June 26, 2017 Robert Beckhusen
Raytheon tests helicopter-borne laser pod
The thrust of the U.S. military’s laser weapon tests have focused on the sea, on land and aboard fixed-wing aircraft. You need a lot of power to generate a beam capable of burning through a target, which limits where you can stick a laser.
But they can work on helicopters, too. Raytheon recently tested a high-energy laser weapon attached to an AH-64 Apache helicopter gunship.
Raytheon claims it’s the first time a “fully integrated” laser weapon system—specifically, integrated with Raytheon’s Multi-Spectral Targeting System sensor in this case—has been successfully tested from a helicopter “over a wide variety of flight regimes, altitudes and air speeds,” the company announced in a statement.
The test, which involved U.S. Special Operations Command, took place at White Sands Missile Range, New Mexico. The idea behind the experiment was to see how well the laser performed against several unspecified targets. And in doing so, the company and SOCOM can study how the laser handled the Apache’s constant vibration, along with the downwash caused by the helicopter’s rotor blades in White Sands’ dusty, desert environment.

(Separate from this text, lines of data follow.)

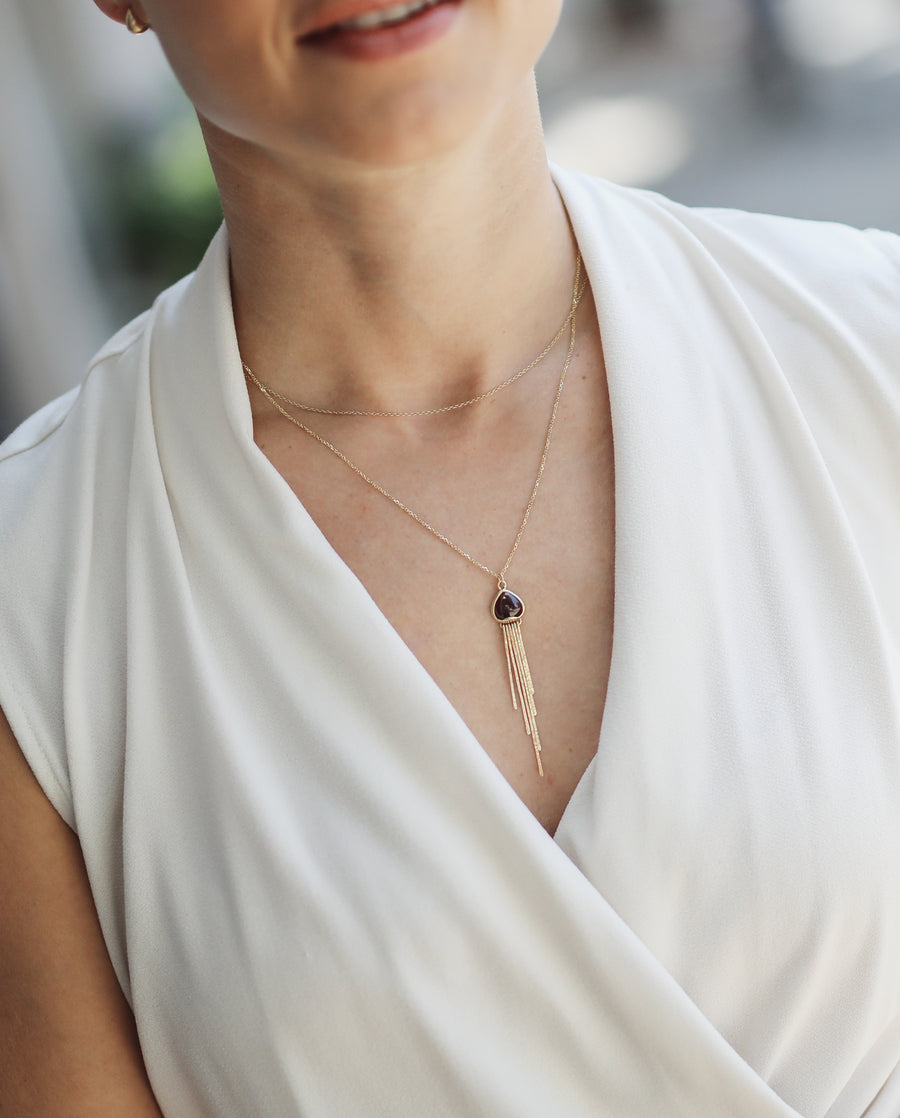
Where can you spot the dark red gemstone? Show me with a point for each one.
(508, 606)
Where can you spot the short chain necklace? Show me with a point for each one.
(429, 411)
(508, 607)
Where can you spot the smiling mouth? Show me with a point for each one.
(371, 22)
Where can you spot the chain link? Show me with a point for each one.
(429, 411)
(275, 399)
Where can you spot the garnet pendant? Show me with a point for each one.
(509, 609)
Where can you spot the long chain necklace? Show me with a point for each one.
(508, 607)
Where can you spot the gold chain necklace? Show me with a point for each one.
(508, 607)
(429, 411)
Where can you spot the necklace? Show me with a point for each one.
(508, 607)
(430, 411)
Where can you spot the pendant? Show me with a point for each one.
(509, 609)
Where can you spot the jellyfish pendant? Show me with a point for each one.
(509, 610)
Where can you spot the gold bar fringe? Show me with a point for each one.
(521, 684)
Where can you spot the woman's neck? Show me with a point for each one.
(398, 287)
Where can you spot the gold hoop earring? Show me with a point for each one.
(134, 25)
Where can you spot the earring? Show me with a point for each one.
(134, 25)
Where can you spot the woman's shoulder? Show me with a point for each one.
(849, 269)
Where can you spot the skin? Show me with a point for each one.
(409, 199)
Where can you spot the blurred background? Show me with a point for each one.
(789, 106)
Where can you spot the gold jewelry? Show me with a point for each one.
(507, 608)
(134, 25)
(432, 411)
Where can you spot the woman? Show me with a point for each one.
(268, 660)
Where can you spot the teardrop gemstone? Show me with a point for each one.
(508, 606)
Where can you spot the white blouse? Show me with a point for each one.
(320, 896)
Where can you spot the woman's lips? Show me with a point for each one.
(388, 40)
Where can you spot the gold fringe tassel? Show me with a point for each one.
(520, 683)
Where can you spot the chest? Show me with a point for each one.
(439, 602)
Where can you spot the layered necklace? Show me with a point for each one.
(507, 607)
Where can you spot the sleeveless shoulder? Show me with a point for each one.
(64, 477)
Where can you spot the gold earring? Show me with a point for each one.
(134, 25)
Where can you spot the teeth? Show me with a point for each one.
(394, 15)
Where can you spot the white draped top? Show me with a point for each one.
(321, 898)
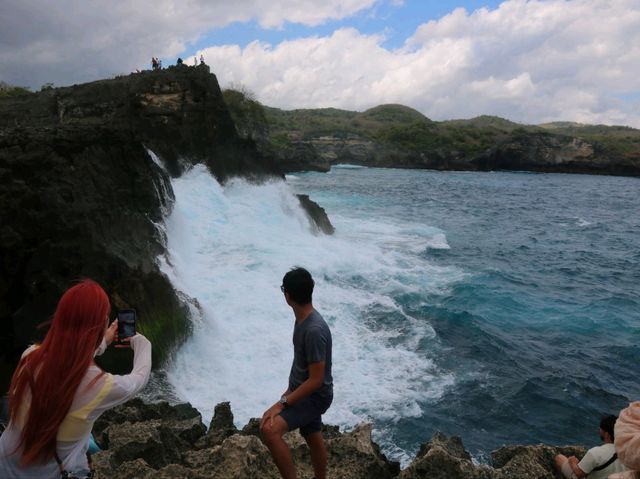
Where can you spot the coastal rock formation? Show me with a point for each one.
(85, 173)
(546, 152)
(158, 440)
(396, 136)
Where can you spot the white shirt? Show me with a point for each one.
(88, 404)
(596, 456)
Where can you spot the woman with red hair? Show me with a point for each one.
(57, 391)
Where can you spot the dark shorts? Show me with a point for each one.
(307, 414)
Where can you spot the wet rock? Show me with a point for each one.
(317, 215)
(252, 428)
(530, 462)
(221, 427)
(82, 197)
(160, 442)
(355, 455)
(238, 457)
(150, 440)
(444, 458)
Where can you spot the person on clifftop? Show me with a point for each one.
(57, 390)
(598, 462)
(310, 390)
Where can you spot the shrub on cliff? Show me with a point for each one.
(247, 113)
(7, 90)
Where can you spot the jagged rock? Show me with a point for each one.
(530, 462)
(81, 196)
(354, 455)
(444, 458)
(131, 470)
(252, 428)
(318, 216)
(221, 427)
(238, 457)
(159, 442)
(150, 440)
(182, 417)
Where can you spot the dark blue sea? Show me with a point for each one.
(500, 307)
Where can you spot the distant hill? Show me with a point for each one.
(398, 136)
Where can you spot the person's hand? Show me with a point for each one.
(270, 413)
(111, 333)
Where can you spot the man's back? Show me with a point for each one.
(595, 457)
(311, 343)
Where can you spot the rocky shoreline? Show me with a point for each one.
(159, 440)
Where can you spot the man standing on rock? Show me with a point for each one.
(310, 390)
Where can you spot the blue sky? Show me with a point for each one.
(396, 22)
(531, 61)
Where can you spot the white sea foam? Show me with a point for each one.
(347, 166)
(229, 248)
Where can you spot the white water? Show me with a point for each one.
(228, 247)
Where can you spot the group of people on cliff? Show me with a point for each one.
(156, 63)
(58, 391)
(616, 458)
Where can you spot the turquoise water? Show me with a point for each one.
(539, 323)
(501, 307)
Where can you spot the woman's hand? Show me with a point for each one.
(112, 330)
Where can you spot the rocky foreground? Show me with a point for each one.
(158, 440)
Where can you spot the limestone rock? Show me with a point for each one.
(238, 457)
(317, 215)
(354, 455)
(221, 427)
(444, 458)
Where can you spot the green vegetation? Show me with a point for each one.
(395, 126)
(7, 91)
(247, 113)
(402, 128)
(621, 139)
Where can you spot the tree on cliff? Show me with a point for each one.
(248, 113)
(7, 90)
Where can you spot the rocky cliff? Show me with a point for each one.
(162, 441)
(396, 136)
(85, 184)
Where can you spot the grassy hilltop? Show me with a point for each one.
(396, 135)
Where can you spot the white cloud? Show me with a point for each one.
(531, 61)
(67, 41)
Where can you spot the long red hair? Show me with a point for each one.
(52, 372)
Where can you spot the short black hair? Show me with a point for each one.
(607, 424)
(298, 284)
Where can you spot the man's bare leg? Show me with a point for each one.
(272, 437)
(318, 454)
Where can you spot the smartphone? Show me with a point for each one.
(126, 323)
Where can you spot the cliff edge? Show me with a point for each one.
(85, 173)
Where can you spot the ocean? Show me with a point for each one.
(500, 307)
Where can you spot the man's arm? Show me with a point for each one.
(573, 462)
(311, 385)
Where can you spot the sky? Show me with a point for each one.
(530, 61)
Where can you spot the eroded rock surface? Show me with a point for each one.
(162, 441)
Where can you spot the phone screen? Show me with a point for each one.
(126, 323)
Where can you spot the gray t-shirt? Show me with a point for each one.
(311, 344)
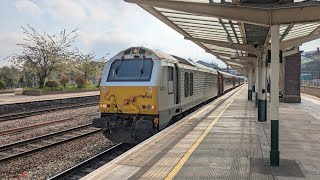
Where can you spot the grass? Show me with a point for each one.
(66, 89)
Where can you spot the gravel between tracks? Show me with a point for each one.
(53, 116)
(49, 162)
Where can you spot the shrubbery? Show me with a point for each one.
(64, 81)
(2, 85)
(81, 82)
(52, 84)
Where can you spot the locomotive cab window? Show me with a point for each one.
(186, 84)
(131, 70)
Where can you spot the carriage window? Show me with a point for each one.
(130, 70)
(186, 84)
(170, 73)
(191, 84)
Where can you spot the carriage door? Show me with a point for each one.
(170, 85)
(176, 79)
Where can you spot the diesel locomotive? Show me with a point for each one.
(142, 91)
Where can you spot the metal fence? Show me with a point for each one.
(314, 82)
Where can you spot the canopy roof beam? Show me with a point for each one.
(241, 47)
(264, 16)
(297, 41)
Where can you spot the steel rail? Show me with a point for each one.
(20, 129)
(49, 138)
(13, 116)
(87, 166)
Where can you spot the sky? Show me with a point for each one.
(104, 26)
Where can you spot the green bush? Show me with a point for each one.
(64, 81)
(2, 84)
(52, 84)
(81, 82)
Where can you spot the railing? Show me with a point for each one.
(314, 82)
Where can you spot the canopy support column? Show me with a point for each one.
(262, 103)
(257, 69)
(250, 84)
(274, 105)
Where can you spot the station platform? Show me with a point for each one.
(11, 98)
(224, 140)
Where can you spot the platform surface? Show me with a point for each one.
(11, 98)
(223, 140)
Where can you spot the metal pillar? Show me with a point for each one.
(257, 83)
(262, 103)
(250, 84)
(274, 105)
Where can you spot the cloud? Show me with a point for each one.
(65, 10)
(8, 46)
(28, 7)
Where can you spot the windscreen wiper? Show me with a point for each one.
(117, 68)
(141, 68)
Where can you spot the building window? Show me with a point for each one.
(191, 84)
(186, 84)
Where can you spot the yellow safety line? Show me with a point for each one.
(184, 159)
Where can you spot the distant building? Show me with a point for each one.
(310, 65)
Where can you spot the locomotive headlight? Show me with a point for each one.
(104, 89)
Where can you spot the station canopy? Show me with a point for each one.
(237, 31)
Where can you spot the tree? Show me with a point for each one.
(88, 66)
(10, 75)
(44, 53)
(64, 80)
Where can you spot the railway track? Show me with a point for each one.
(29, 146)
(21, 129)
(14, 116)
(80, 170)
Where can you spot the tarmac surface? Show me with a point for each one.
(224, 140)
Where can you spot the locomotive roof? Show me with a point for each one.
(162, 56)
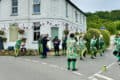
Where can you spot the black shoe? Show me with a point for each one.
(74, 69)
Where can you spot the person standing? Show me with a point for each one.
(101, 45)
(45, 47)
(64, 45)
(93, 48)
(71, 52)
(1, 44)
(40, 46)
(56, 43)
(17, 47)
(116, 51)
(82, 48)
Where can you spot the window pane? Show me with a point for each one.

A picture released by Raytheon shows the laser’s distinctive, greyish-white pod mounted beneath the Apache’s stubby left wing pylon. The device “achieved all primary and secondary goals” and “performed as expected,” the company stated.
The U.S. Army’s Apache, in service since 1986, comes brimming with weapons including a 30-millimeter gun, 70-millimeter rockets and tank-busting AGM-114 Hellfire missiles.
These weapons can become overkill, however, depending on the target. If an Apache needs to take out a generator that provides electrical power to an enemy command post, a laser might be a more efficient method than a $115,000 Hellfire. Same goes for knocking out a radio tower or a light vehicle.
The advantages are not just in terms of cost. The laser beam strikes at the speed of light and can be perfectly accurate from miles away—provided the swiveling cannon can compensate for the helicopter’s movement.
Now, a laser-armed AH-64 Apache might go on to strike aerial targets, too. In 2015, Boeing proposed a two-kilowatt laser weapon with a penny-diameter beam designed to burn drones to a crisp. The company also floated the idea of adding the laser cannon to the Apache. This comes as the U.S. Air Force is shooting Iranian-made drones out of the sky over Syria with F-15 fighter jets.
Regardless, operational laser-armed Apaches are still likely a ways off, and the White Sands demonstration is still an experiment. We’re more likely to see lasers aboard ships—in fact, there has been a 33-kilowatt XN-1 LaWS installed on the amphibious transport dock USS Ponce since 2014. That’s a relatively small laser, as a warship’s power plants can generate considerable power and accommodate a weapon with double or triple the output of the XN-1.
Even better for ships—don’t struggle with the same airflow issues that can degrade lasers beamed from aircraft. But laser weapons are practical, provided the Pentagon spends enough money developing and fielding them.
And if that weren’t enough, the U.S. Air Force Special Operations Command is planning to install an experimental laser weapon on an AC-130 gunship. “It would be real nice someday, since we have the room on an AC-130, perhaps we should be looking at a microwave energy gun that makes people stop what they’re doing without having to kill them,” AFSOC’s Lt. Gen. Bradley Heithold said.